The most spectacular rainbows can be seen when half of the sky is still dark because of the raining clouds and the observer is in a place where the sky is clear. Other particular rainbows are the moonbows, or night-time rainbow, which can be seen at nights lit by the moon. However, the perception of colours is really low at night, so they mostly seem white.
A rainbow doesn’t actually exist! It only depends on the observer’s location and on the position of the sun. Indeed, only the light reflected by some drops only reaches the observer’s eye and it creates the rainbow for that observer.
We can find them in pictures, novels or poems, too. For example, Virginia Woolf used the rainbow as the metaphor for life transience and of man’s mortality.
Do you remember? The rainbow is also linked to leprechauns, the goblins typical of Irish mythology; it is said that they’re very rich and that they have hidden many treasures in a secret place: according to the legend in fact, there’s a pot full of gold at the end of the rainbow (unfortunately for us, impossible to reach).
Another “game” of lights and shadows is the eclipse; it occurs when a celestial body is totally or partially obscured by another one. There are two types of eclipses: the lunar eclipse and the solar eclipse. In order for an eclipse to occur, Sun, Earth and Moon must line up. The lunar eclipse occurs when the Earth is between the Moon and the Sun. When they’re aligned (moon isn’t a shining light, but it reflects the light of sun) there’s always a full moon but we can’t see it because it’s totally or partially obscured by the shadow of the Earth. Instead, the solar eclipse occurs when the Moon is between the Sun and the Earth and the Moon obscures the disk of the Sun; they’re very rare because they can be seen only in limited areas on Earth (the ones hit by the Moon shadow cone).
Unfortunately, we will have to wait for 2026 to see a total solar eclipse in Europe, while the next total lunar eclipse will be on 15th June.
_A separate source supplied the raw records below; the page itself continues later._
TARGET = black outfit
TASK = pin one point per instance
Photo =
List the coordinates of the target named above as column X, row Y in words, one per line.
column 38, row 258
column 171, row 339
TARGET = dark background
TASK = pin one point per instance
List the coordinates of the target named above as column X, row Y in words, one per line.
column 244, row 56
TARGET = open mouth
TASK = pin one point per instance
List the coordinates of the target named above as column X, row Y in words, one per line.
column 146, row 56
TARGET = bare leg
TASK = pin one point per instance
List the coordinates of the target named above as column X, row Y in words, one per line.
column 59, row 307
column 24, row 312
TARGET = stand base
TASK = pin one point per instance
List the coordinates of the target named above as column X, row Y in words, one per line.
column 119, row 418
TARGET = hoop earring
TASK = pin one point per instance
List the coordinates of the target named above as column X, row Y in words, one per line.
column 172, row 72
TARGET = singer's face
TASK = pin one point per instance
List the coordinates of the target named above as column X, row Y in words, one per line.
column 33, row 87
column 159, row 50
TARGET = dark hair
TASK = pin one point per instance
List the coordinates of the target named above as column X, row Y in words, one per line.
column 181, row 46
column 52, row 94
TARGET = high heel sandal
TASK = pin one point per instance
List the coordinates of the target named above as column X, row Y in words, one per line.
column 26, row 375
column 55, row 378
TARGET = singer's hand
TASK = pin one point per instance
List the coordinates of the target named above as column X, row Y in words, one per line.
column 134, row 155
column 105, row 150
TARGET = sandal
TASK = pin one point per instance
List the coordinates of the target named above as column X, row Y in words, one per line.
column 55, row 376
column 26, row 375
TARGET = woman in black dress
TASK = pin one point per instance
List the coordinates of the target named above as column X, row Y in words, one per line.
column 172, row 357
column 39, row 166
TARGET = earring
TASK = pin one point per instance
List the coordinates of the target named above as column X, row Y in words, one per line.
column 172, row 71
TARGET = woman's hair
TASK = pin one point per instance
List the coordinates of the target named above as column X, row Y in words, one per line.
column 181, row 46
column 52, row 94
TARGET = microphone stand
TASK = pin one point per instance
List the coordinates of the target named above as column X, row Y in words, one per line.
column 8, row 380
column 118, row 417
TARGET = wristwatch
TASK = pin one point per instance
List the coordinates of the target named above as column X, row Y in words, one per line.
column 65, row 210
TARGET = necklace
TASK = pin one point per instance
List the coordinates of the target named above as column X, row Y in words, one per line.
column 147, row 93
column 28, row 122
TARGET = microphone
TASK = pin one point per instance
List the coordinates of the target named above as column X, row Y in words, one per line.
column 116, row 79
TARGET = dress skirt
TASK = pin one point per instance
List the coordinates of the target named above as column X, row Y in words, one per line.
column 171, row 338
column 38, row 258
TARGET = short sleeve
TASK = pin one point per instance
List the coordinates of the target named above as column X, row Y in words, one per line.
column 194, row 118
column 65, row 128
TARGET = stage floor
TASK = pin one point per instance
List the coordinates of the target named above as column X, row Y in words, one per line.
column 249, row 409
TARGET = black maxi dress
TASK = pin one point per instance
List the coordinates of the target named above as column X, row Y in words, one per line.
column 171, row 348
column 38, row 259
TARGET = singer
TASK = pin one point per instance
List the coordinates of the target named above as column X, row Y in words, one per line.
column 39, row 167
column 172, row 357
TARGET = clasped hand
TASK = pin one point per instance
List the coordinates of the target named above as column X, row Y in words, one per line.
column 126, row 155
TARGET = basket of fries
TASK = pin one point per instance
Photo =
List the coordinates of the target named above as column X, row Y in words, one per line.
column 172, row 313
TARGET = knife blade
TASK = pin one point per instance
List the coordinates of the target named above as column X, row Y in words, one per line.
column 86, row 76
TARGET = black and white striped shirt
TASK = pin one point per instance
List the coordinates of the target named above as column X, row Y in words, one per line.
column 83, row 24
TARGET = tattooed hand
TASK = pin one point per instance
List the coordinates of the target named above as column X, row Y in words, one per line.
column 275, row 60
Finally, I’d like to talk about auroras, or northern lights, natural lights that can be seen in the sky and which are characterised by red, green or blue “light arches” . They’re caused by the interaction of charged particles with the ionosphere (a band where molecules or atoms became ions adding or removing charged particle like electrons). These particles are diverted by the Earth magnetic field (a sort of atmosphere that surrounds the Earth) and attracted by the poles; here they enter the ionosphere where gases are ionized and emit light. Irrespective of “scientific” explanation, that could be boring according to someone, I think (I’ve only seen videos and images) that this is one of the most magical and exciting performances of Nature. October, February and March are the best months to see the polar aurora between 6 p.m. and 1 a.m. The Cree (a group of native Americans) called these phenomena the “Dance of the Spirits” because when these lights appeared, they thought that a link had been created between the afterlife and the Earth and that the spirits of the past were trying to contact us.
Why don’t we organize a journey to northern Norway? I’m really curious to see this phenomenon…mmm, arches of lights that dance in the sky. I think it’s fantastic, isn’t it?